To compare the groups, a linear mixed model was fit to the data, with time and treatment as the fixed factors. The data at Tb were compared with those at T52 (for the banded sites, Tb was T–18; for the bonded sites, Tb was T0). The repeated measurement aspect of the data was modeled by taking the patient factor as the random variable. Residual analysis indicated that CFU counts, crevicular fluid, and cytokine concentrations needed a log transformation before analysis to achieve normal distribution. Multiple comparisons between treatments and time groups were corrected for simultaneous hypotheses according to the general linear hypothesis model, resulting in global confidence of 95% for all comparisons per variable. For variables with values below quantification limits, a 1000-fold Monte Carlo simulation was built up, replacing values below the quantification limit with a uniform, randomly distributed value between 0 and the quantification limit. Only P values for which 95% of the simulations were below 0.05 were considered significant.
To find relationships between the cytokine concentrations at baseline and the severity of the inflammatory reaction (ie, worsening of the periodontal parameters) after 1 year of treatment, a stepwise regression was performed. The periodontal parameters (bleeding on probing, probing depth, GCF flow) after 1 year of orthodontic treatment were used as response and cytokine concentrations (IL-6, IL-8, IFN-γ, IP-10) at the start as explanatory variables. Values were entered in the model in the forward step and omitted from the model in the backward step by using a threshold P value of 0.2. The variable modeling of the difference in the models was by default used as the first variable in the model. Only variables having a P value below 0.05 were considered significant. A correlation coefficient would be difficult to interpret for the relationship between the cytokine concentrations at baseline and the severity of inflammatory reaction after 1 year of treatment because the data were not bivariately normally distributed and not independent. Instead, we used the P values of the regression to reflect the strength of the relationship.

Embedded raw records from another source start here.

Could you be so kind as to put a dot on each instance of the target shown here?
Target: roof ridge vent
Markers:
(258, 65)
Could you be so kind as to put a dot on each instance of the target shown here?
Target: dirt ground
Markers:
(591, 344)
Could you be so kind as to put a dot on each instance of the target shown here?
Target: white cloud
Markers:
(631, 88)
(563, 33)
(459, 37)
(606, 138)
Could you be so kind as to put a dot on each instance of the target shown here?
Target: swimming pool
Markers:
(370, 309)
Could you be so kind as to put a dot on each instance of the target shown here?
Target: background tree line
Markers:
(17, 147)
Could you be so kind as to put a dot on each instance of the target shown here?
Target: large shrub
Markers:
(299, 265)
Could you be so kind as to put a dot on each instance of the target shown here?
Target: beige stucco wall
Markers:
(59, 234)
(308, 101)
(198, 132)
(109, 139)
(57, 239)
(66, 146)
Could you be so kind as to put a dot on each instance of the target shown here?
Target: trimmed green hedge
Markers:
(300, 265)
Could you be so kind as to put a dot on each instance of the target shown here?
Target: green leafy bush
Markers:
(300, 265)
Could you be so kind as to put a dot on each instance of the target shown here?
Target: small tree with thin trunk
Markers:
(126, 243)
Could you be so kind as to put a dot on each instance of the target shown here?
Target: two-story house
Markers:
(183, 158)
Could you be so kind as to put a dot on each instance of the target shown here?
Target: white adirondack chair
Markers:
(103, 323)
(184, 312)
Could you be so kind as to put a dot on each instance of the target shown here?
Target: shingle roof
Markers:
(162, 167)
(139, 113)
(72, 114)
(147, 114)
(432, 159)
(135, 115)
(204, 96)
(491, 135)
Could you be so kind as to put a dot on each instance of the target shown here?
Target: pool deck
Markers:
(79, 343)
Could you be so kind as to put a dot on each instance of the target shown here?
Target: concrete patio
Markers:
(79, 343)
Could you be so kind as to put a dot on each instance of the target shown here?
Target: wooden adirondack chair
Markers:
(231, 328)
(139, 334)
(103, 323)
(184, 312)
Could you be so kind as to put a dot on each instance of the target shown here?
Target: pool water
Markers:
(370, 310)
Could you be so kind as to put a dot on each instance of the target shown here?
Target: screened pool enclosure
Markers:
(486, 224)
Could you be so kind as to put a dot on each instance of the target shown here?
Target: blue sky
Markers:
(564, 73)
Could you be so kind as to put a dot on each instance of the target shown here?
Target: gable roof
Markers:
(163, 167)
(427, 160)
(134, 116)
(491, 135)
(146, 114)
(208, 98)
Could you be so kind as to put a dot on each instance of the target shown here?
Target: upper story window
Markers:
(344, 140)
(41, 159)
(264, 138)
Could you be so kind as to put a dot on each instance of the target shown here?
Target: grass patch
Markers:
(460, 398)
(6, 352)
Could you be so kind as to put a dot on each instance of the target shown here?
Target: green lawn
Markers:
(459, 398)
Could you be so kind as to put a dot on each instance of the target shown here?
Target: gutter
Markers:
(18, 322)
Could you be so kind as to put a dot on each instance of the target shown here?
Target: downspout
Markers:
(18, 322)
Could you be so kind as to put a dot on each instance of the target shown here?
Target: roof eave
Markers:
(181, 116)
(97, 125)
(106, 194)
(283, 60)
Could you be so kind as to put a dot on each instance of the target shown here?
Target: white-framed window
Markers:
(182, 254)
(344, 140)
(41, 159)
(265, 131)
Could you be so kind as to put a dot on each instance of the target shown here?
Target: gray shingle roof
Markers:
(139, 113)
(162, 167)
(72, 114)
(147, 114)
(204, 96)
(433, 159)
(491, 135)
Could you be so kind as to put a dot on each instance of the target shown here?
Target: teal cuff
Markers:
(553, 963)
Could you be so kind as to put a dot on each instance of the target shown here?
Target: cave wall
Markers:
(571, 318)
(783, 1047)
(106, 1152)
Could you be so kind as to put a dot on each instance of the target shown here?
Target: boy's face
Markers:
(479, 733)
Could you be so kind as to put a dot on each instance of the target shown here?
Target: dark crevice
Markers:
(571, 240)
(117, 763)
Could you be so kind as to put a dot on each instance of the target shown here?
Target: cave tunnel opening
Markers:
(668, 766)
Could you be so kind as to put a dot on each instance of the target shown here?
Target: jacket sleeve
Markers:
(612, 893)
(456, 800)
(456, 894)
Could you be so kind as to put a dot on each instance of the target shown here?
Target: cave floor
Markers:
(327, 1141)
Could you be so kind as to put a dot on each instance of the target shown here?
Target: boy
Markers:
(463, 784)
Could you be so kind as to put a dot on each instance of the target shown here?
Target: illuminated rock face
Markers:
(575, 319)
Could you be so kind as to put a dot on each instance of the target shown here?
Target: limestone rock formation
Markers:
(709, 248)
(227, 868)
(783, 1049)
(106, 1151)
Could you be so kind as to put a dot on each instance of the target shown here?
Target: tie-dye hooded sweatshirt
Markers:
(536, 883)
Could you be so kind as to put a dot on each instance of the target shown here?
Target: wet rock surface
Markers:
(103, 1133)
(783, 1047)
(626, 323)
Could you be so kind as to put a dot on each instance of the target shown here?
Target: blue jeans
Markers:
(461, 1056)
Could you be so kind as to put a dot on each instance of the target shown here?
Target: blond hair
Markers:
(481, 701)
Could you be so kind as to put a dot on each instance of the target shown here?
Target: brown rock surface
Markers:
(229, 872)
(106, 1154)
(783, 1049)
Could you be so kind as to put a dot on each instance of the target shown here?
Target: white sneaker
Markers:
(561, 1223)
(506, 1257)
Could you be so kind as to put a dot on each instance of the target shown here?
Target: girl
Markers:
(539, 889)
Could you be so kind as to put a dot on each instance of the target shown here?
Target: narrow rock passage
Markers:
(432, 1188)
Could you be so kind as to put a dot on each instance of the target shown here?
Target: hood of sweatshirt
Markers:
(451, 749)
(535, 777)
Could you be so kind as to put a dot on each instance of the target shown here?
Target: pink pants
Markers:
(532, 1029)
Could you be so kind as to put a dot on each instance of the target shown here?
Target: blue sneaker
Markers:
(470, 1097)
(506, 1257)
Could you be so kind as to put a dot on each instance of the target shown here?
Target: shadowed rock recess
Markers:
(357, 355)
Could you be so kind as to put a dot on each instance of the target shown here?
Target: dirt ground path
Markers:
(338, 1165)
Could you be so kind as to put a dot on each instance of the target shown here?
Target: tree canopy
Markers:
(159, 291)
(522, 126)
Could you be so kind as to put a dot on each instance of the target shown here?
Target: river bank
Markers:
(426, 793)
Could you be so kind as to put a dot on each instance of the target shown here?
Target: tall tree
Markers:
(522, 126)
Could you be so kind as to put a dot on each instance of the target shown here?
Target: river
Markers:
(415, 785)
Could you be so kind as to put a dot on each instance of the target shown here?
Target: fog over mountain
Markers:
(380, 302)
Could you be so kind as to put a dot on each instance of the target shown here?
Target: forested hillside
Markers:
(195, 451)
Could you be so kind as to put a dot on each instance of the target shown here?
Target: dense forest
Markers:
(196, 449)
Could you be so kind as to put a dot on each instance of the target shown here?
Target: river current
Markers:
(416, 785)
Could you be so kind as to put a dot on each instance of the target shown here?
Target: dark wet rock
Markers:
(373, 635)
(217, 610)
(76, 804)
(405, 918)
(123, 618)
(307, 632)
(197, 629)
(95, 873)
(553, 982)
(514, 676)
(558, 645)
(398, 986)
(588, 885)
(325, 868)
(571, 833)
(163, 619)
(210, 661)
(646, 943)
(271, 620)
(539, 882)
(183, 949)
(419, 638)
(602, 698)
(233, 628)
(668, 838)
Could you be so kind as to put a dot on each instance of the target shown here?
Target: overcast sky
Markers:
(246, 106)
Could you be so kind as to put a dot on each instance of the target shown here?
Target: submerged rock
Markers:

At Tb, there were no differences in microbial composition of the dental plaque between the bonded and the banded sites, and no differences in CFU ratios (aerobe:anaerobe) between the sexes at Tb were seen ( Table II ). The supragingival and subgingival CFU ratios (aerobe:anaerobe) decreased significantly over time for both the banded and the bonded sites ( P <0.05). The decrease in the ratio was not significantly different for the banded compared with the bonded sites. The presence of P gingivalis increased over time for both banded and bonded sites, but no intersite or intersex differences were seen.